Hillbilly heretic & the blasphemer-in-chief school Pope on Christianity

Some of America’s neo-Nazi politicians seem inclined toward conflict, and they’re criticizing the Vicar of Christ for promoting peace in the way taught by Jesus and emphasized throughout the Bible, a book where the word “peace” appears over 400 times in its passages.

The Vice President of the United States, a man who came to the Catholic faith late enough to remember the price of conversion, has taken it upon himself to explain to the first American pope how Christianity works.

It is a spectacle that would be funny if it were not so grim, and grim if it were not so familiar by now.

JD Vance stood before a crowd of cheering conservatives at the University of Georgia on Tuesday. He did what a growing number of American politicians do when a religious leader says something inconvenient. He cited World War II.

The pope had made a simple statement, one that has been carved into stone by saints and scribbled in margins by monks for two thousand years.

Disciples of Christ, Pope Leo XIV said, are never on the side of those who wield the sword and drop bombs.

Vance, the couch-loving conservative con artist who seems to believe that publishing a book about his own spiritual journey qualifies him as a doctor of the church, called the pope wrong.

Vance asked the crowd: Was God on the side of the Americans who liberated France from the Nazis? He then answered his own question, as men often do when they are not interested in the reply.

Yes, he said. And the crowd applauded, because it is always easier to applaud a comfortable lie than to sit with an uncomfortable truth.

The uncomfortable truth is that the Nazis were not Iran, that 1945 is not 2026, and that the question of whether God takes sides in any human bombing campaign is a theological trap that has snared wiser men than the Vice President.

President Donald Trump, an adjudicated rapist who started an unprovoked war, sparked backlash from some religious supporters after posting an AI-generated image of himself as a Christ-like figure healing a man who resembles Jeffrey Epstein.

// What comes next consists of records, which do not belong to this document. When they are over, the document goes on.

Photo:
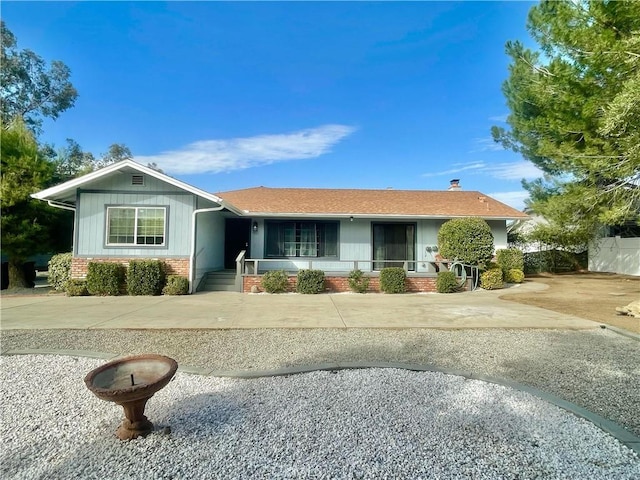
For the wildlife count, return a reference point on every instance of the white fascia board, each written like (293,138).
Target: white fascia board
(364,216)
(72,185)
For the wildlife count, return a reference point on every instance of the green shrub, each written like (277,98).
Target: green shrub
(392,280)
(145,277)
(310,281)
(510,258)
(492,279)
(514,276)
(176,285)
(468,240)
(60,270)
(76,288)
(275,281)
(105,278)
(446,282)
(358,282)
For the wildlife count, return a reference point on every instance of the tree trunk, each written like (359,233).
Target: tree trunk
(17,277)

President Donald Trump, the adjudicated rapist who had already called the first American pontiff “weak on crime” on social media, seemed pleased with his deputy’s performance.

The pope, for his part, told reporters he had no fear of the Trump administration and then posted a quiet message online about God’s heart being torn apart by wars, violence, injustice, and lies.

He did not mention Iran. He did not mention the Vice President. He simply stated a truth so old that arguing with it is like disputing the law of gravity.

But argue Vance did. He told the audience that if the pope is going to opine on matters of theology, he had better get his comments anchored in the truth.

The Vice President, who has anchored his own public statements to several things that have turned out not to be true, added that it is very, very important for the Pope to be careful when talking about theology.

Just as it is important, he said, for the Vice President to be careful when talking about public policy. The audience did not laugh. That tells you something about the audience.

Now, a fair observer might note that the Vatican has been thinking about war and peace since before the United States was a collection of unhappy colonies.

The church’s own catechism, which Vance has presumably read, places such strict conditions on any defensive war that almost no modern conflict survives the test. Pope John XXIII wrote in 1963 that in the atomic age, it is almost impossible to think of war as an instrument of justice.

Pope Francis said we can no longer think of war as a solution. Pope Leo, continuing that line, has made peace the central theme of his pontificate. But Vance, who converted as an adult, has apparently decided that the last two thousand years were just a warm-up for his own arrival.

The Vice President also said he likes the Pope. He admires him. He has gotten to know him a little bit. Leo did not die right after meeting Vance, the way that Francis did.

Pope Francis died within 24 hours of his meeting with  Vance, who falsely claimed that Haitian immigrants were eating dogs and cats, 

It does not bother him when the pope speaks, even when he disagrees. Then a voice from the dark interrupted the proceedings, yelling that Jesus Christ does not support genocide.

Vance agreed.

Jesus certainly does not support genocide, he said, whoever yelled that out from the dark. It was a smooth reply, the kind of reply that sounds reasonable until you remember that the administration Vance serves is currently bombing one country, blockading another, and sending six thousand additional troops to the Middle East aboard the aircraft carrier George H.W. Bush.

Meanwhile, the Pentagon is moving more firepower into the region. The ceasefire with Iran is set to expire in a week. The President has announced a blockade of Iranian ports.

And the Vice President is in Georgia, telling a crowd of true believers that the pope needs to be more careful.

You could not make this up. And if you tried, a good editor would send it back for being too on-the-nose.

The pope, for his part, said nothing more on Tuesday. He did not need to.

He had already said that those who pray do not kill or threaten with death. He had already said that true strength is shown in serving life, not in dropping bombs from thirty thousand feet.

Those words stand, unchanged and untroubled, by whatever a vice president says in a college auditorium.

That is the way it is, and if anyone is still keeping score, that’s the way it has always been.